# Closest to the pin



## Surtees

Hey all I guess most of us have a camera phones of some sort so I was thinking we could post some pics up for closest to the pin on par3 or 4 and if you are a king driver par 5. Just give a little description of the hole as well.

Here mine its a par 3 hole No. 8 at queens park playing from the green fee makers it's about 150m. It has and elevated tee off probably about 15-20m higher then the rest hole and its straight with a bunker either side of the green I used a 5 iron and stopped about a foot from the pin.


----------



## Cajun

Nice shot Luke! Great idea for a thread too. :thumbsup:


----------



## Surtees

Thanks Cajun I was pretty pumped it made a great round even better.


----------



## Fourputt

Nice shot Luke..... but you're wrong. 

I do not have a camera phone.... don't really plan to. I use my phone for ...... ta-da...... phone calls.  I use less than 400 minutes a year (I prepay $100/year and never use the 1100 minutes that buys me), have never sent a text message in my life, and I've never seen an app that I would have any real use for. Paying for a monthly subscription would be a waste of money for me. :dunno:

I do sometimes take my real camera to the course, but it would be a pure accident if I happened to have it with me when I hit a shot like that. So if I do it, I might have to go back later to stage it for the photo... will that count? 


Of course, then how do you know that I really did it?????  

Side note: Yesterday I hit the hole with my 200 yard 3rd shot on a par 5 hole... ball was rolling too fast to drop and it just missed the flagstick, hopped up in the air and skidded on by. Then I missed the 10 foot birdie putt too.  It was only a par, but that one of the best FW woods I've hit in a while, certainly the best this season so far.


----------



## Surtees

Well Rick I did just say I guess MOST of us have camera phone it was just an idea for a thread if you don't carry a camera with you on the course it doesn't really matter. Each of us uses a phone for whatever needs suit their situation. You can post a pic or just give a description like you just did. Nice FW hit too!


----------



## broken tee

I have a camera on my phone and I can take a picture, but I haven't the foggest idea how to get it from the phone to the computer... bummer

I know you explained this once before...what is the green fee marker:dunno:


----------



## Surtees

we normally have three markers on our local courses Mens, Womens and green fee. The mens and womens are for members and comps. Where as green fees are for your average joe who just rocks up and pays their money. You can play the mens if you want but we just play the green fees ones. Most of the time they are samewhere between the mens and ladies tees.


----------



## Fourputt

Surtees said:


> we normally have three markers on our local courses Mens, Womens and green fee. The mens and womens are for members and comps. Where as green fees are for your average joe who just rocks up and pays their money. You can play the mens if you want but we just play the green fees ones. Most of the time they are samewhere between the mens and ladies tees.
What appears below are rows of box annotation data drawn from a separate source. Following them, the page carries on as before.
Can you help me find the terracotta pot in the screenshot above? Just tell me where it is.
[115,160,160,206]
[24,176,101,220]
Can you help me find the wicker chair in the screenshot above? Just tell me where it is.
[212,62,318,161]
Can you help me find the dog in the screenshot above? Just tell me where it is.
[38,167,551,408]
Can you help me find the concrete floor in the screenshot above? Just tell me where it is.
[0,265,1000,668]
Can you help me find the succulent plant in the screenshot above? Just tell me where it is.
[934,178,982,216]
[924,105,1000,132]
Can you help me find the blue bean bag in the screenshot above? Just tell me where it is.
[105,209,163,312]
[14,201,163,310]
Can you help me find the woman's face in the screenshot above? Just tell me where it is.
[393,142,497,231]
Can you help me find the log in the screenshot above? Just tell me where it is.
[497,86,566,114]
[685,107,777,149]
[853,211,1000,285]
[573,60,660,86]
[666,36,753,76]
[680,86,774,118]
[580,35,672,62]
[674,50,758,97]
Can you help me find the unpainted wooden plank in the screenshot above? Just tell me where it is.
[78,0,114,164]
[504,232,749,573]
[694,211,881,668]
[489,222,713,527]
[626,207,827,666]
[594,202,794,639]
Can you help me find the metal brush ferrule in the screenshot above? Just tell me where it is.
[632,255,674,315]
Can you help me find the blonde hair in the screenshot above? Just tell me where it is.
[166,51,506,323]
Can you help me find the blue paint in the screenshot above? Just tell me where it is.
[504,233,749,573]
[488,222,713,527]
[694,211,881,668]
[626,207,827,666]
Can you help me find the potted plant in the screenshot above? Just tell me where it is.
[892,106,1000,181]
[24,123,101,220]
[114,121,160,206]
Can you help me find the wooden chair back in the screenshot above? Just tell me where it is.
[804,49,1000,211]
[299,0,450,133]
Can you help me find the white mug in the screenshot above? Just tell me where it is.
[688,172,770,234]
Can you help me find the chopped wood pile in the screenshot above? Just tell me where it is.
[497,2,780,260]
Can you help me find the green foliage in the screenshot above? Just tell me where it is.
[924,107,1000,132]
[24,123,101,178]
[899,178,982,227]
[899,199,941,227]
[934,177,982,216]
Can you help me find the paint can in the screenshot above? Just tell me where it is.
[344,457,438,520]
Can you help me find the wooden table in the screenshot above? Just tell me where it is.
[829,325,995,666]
We have 3 sets on my course, but they are just called the forward, middle and back tees. No gender or financial indicators attached to them. The forward tees are no longer designated as "Ladies" because we try to promote their use with juniors and seniors as well, anyone for whom the course will be more enjoyable from a shorter range. The course is working toward having 4 sets as they rebuild a couple of tee boxes each year. 
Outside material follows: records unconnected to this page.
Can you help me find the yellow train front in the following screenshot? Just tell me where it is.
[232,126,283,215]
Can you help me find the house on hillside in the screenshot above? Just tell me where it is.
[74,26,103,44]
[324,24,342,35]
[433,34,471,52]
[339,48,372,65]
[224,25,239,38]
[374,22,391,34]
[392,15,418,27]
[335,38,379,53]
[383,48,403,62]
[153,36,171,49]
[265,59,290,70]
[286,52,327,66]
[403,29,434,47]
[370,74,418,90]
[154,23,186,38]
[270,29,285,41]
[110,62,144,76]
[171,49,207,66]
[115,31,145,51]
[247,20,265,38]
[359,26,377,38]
Our sister course in the rec district has Red, White, Blue, and Gold tees, and some local courses even have 5 sets of tees. You look at the scorecard and decide what yardage and slope/rating seems most suited to your game, then play that tee set.


----------



## stevel1017

we have 4 sets of tees, black, gold, silver and bronze, and the suggested usage is by handicap. The higher your handicap, the shorter tee markers should be used (Black is the tips)
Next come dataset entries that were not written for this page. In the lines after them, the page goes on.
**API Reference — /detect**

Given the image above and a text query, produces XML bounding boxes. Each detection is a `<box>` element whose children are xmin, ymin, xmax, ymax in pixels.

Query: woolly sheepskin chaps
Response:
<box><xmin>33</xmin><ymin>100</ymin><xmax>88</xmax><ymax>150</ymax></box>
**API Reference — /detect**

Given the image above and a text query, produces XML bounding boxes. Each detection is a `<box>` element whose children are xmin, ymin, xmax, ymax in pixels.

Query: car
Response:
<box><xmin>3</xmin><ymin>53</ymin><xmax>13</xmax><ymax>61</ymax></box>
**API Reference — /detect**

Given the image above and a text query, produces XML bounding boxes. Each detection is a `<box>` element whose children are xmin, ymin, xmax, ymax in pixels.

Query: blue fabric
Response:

A cute video on "womens tees"
YouTube - The Women's Tee


----------



## broken tee

stevel1017 said:


> we have 4 sets of tees, black, gold, silver and bronze, and the suggested usage is by handicap. The higher your handicap, the shorter tee markers should be used (Black is the tips)
> 
> A cute video on "womens tees"
> YouTube - The Women's Tee


That is hilarious...Guys you have to watch this one I'm having a hard time drinking my coffee now.:thumbsup:


----------



## Surtees

lol that was gold!!!! I can just image Bob sitting in that box using thee mega phone!


----------



## broken tee

Surtees said:


> lol that was gold!!!! I can just image Bob sitting in that box using thee mega phone!


Yes; Me with the mega phone and you on the ladies tee:headbang: 
let me add maybe I can motorize the booth and follow you from tee to tee "Now taking his 3rd shot short of the ladies tee is Surtees. He takes his stance, has a nice backswing: HEY! oooh he hit behind the ball the pressure is just too much.


----------



## Heathens

Cracker of a shot there man - and I like your suggestion on the new thread - I'm game...


----------



## Surtees

Thanks Heath and Bob I'd still be closer to the pin then you!


----------



## broken tee

Surtees said:


> Thanks Heath and Bob I'd still be closer to the pin then you!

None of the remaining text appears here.